How the Times selected Sam's letter I'll never know, but it prompted my editor to telephone and read it aloud to me over breakfast, claiming that the list of artists only bolstered his theory that great suffering produces great art, and since I'd had my share of the former, I should now move north to more civilized environs. I declared myself a loyal Southerner to the last and headed out for Judge Franklin's office. I forgot the article during our conference, but after I loaded Marston's charred file boxes into my trunk, I heard a Jackson disc jockey reading Sam's letter on the air as I drove to the Natchez Examiner building. Sam Jacobs will be a household name throughout the South by nightfall.

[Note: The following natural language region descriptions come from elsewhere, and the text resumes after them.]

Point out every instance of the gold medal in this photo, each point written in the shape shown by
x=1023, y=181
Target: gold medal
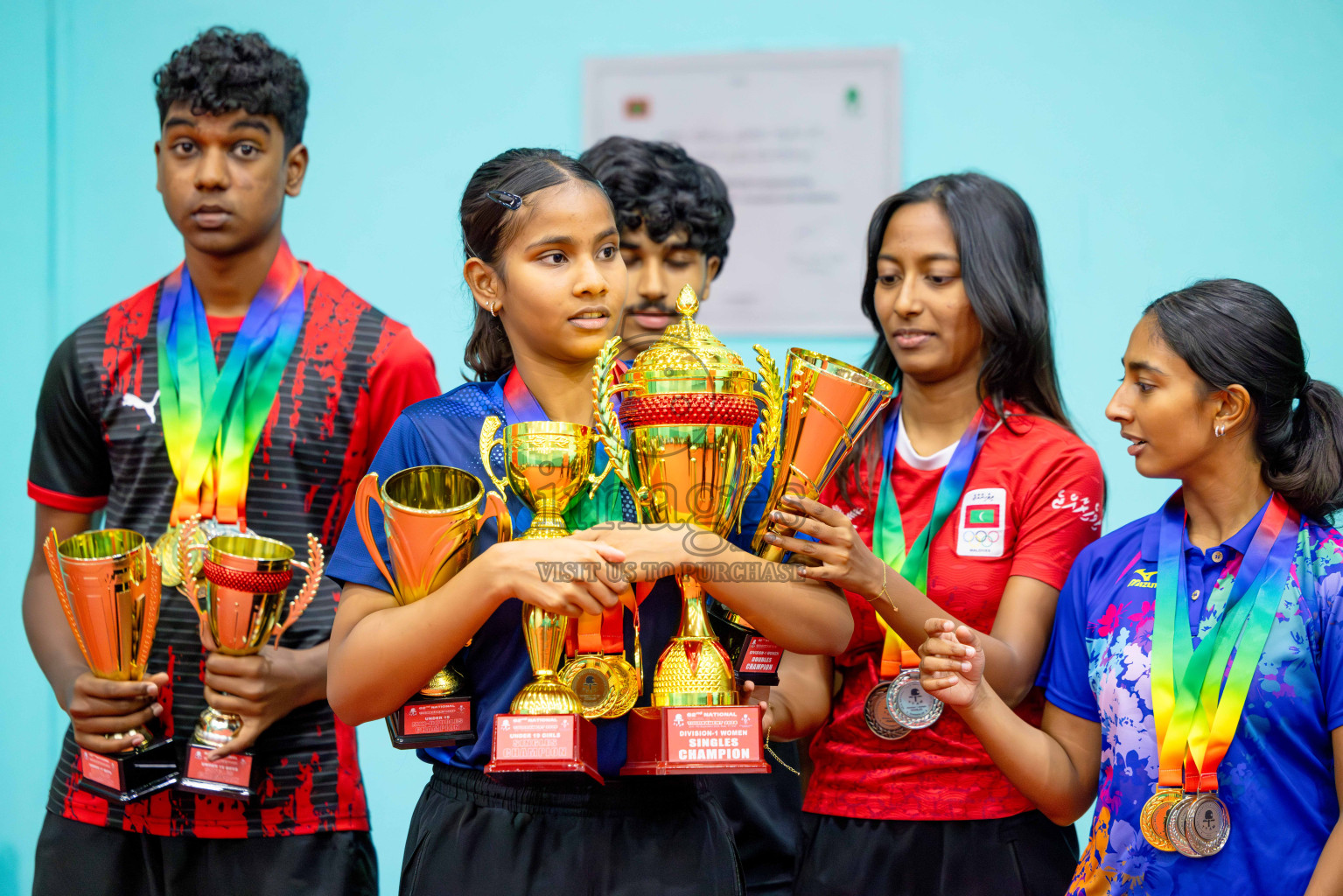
x=1175, y=826
x=626, y=687
x=1154, y=817
x=607, y=687
x=165, y=549
x=878, y=715
x=595, y=682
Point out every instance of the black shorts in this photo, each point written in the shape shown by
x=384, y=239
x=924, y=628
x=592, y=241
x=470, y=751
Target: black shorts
x=74, y=858
x=633, y=837
x=1024, y=855
x=766, y=817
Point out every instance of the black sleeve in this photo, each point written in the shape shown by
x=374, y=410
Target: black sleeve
x=70, y=468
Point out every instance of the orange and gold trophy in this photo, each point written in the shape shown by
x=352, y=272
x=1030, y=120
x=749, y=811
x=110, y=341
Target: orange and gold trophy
x=689, y=410
x=108, y=582
x=828, y=406
x=545, y=465
x=431, y=516
x=242, y=584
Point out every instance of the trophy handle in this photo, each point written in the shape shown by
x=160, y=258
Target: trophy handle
x=487, y=442
x=49, y=549
x=497, y=508
x=771, y=421
x=367, y=492
x=153, y=598
x=185, y=535
x=595, y=480
x=314, y=566
x=605, y=421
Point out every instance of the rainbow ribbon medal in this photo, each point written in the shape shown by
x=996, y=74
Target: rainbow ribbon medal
x=1195, y=713
x=213, y=416
x=904, y=703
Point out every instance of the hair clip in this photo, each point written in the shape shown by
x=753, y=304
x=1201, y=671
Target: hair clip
x=507, y=199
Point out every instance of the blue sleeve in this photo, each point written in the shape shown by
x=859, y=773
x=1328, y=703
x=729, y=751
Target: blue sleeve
x=1066, y=673
x=1328, y=590
x=351, y=562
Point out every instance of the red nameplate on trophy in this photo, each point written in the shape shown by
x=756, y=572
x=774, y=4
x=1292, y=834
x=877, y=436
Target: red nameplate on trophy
x=100, y=768
x=522, y=745
x=431, y=722
x=227, y=777
x=129, y=775
x=760, y=655
x=696, y=740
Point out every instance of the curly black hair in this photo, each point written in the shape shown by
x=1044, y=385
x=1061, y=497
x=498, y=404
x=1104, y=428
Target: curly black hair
x=223, y=70
x=657, y=186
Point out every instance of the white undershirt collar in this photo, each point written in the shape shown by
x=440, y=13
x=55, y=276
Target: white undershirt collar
x=913, y=458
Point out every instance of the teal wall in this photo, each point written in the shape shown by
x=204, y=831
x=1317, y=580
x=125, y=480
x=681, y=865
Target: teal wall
x=1155, y=141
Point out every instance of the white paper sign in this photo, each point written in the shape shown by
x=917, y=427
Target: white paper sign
x=808, y=143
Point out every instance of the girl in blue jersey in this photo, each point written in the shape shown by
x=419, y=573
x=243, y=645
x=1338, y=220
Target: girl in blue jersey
x=545, y=271
x=1194, y=680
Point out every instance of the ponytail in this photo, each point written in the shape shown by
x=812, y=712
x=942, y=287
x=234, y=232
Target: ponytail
x=1298, y=421
x=1310, y=469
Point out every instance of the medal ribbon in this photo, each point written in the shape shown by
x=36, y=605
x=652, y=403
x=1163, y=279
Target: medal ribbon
x=591, y=634
x=213, y=416
x=1187, y=679
x=888, y=535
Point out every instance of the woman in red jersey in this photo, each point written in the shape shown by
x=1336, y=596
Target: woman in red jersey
x=970, y=499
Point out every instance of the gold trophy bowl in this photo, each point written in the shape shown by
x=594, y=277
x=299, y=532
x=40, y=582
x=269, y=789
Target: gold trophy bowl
x=545, y=465
x=109, y=586
x=689, y=409
x=431, y=516
x=828, y=406
x=246, y=580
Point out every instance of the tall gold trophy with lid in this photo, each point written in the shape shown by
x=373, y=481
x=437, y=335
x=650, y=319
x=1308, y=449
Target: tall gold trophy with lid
x=687, y=454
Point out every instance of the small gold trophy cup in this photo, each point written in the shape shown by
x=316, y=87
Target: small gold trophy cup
x=246, y=579
x=109, y=584
x=545, y=465
x=828, y=406
x=431, y=516
x=689, y=410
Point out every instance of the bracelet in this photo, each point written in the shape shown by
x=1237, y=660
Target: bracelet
x=883, y=592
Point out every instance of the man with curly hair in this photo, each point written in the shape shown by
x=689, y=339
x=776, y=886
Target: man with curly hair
x=675, y=220
x=250, y=388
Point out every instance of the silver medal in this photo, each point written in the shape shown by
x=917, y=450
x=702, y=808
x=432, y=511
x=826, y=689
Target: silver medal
x=909, y=704
x=878, y=717
x=1207, y=825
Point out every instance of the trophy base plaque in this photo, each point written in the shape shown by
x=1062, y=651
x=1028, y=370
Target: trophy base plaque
x=542, y=745
x=234, y=775
x=129, y=775
x=753, y=657
x=431, y=722
x=696, y=740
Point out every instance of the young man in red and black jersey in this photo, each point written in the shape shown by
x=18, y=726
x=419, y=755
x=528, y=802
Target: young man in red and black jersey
x=230, y=150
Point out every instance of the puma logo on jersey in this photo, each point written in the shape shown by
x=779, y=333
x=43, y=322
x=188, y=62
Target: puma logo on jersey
x=148, y=407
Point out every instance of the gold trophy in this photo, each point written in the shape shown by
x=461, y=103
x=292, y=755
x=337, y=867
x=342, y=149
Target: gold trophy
x=828, y=406
x=689, y=410
x=431, y=516
x=545, y=465
x=109, y=586
x=246, y=579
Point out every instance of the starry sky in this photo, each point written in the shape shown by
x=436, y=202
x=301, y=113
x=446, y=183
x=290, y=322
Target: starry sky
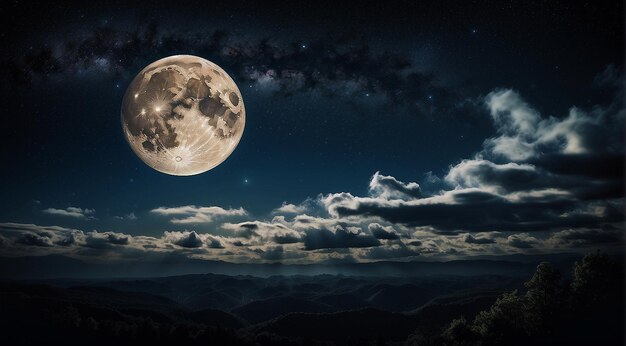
x=388, y=130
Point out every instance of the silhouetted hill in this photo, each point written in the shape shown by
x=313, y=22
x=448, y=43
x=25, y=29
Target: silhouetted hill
x=262, y=310
x=166, y=265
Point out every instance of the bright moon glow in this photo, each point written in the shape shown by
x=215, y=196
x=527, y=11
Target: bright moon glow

Caitlin has offered me her glass-walled conference room as a work space, plus staff volunteers to help me wade through the files. After I lug Marston's boxes into the conference room, she gathers her reporters, photographers, and interns for a brief orientation. The Examiner is used as a training ground for the Masters media group; thus the staff hails from all points of the compass. Not one among them is over thirty, and all are rabid liberals. I view this as a positive, for when the Marston camp discovers I'm using these kids against them, they'll almost certainly try to bribe a few for inside information. Youth and left-wing politics may give my team an immunity to filthy lucre that I couldn't hope to find elsewhere.
Caitlin's speech is modeled on those given by army officers requesting volunteers for particularly dirty missions. She succinctly summarizes my reasons for provoking the slander suit, then in broad strokes describes what we'll be looking for in the mountain of paper that will arrive later in the day.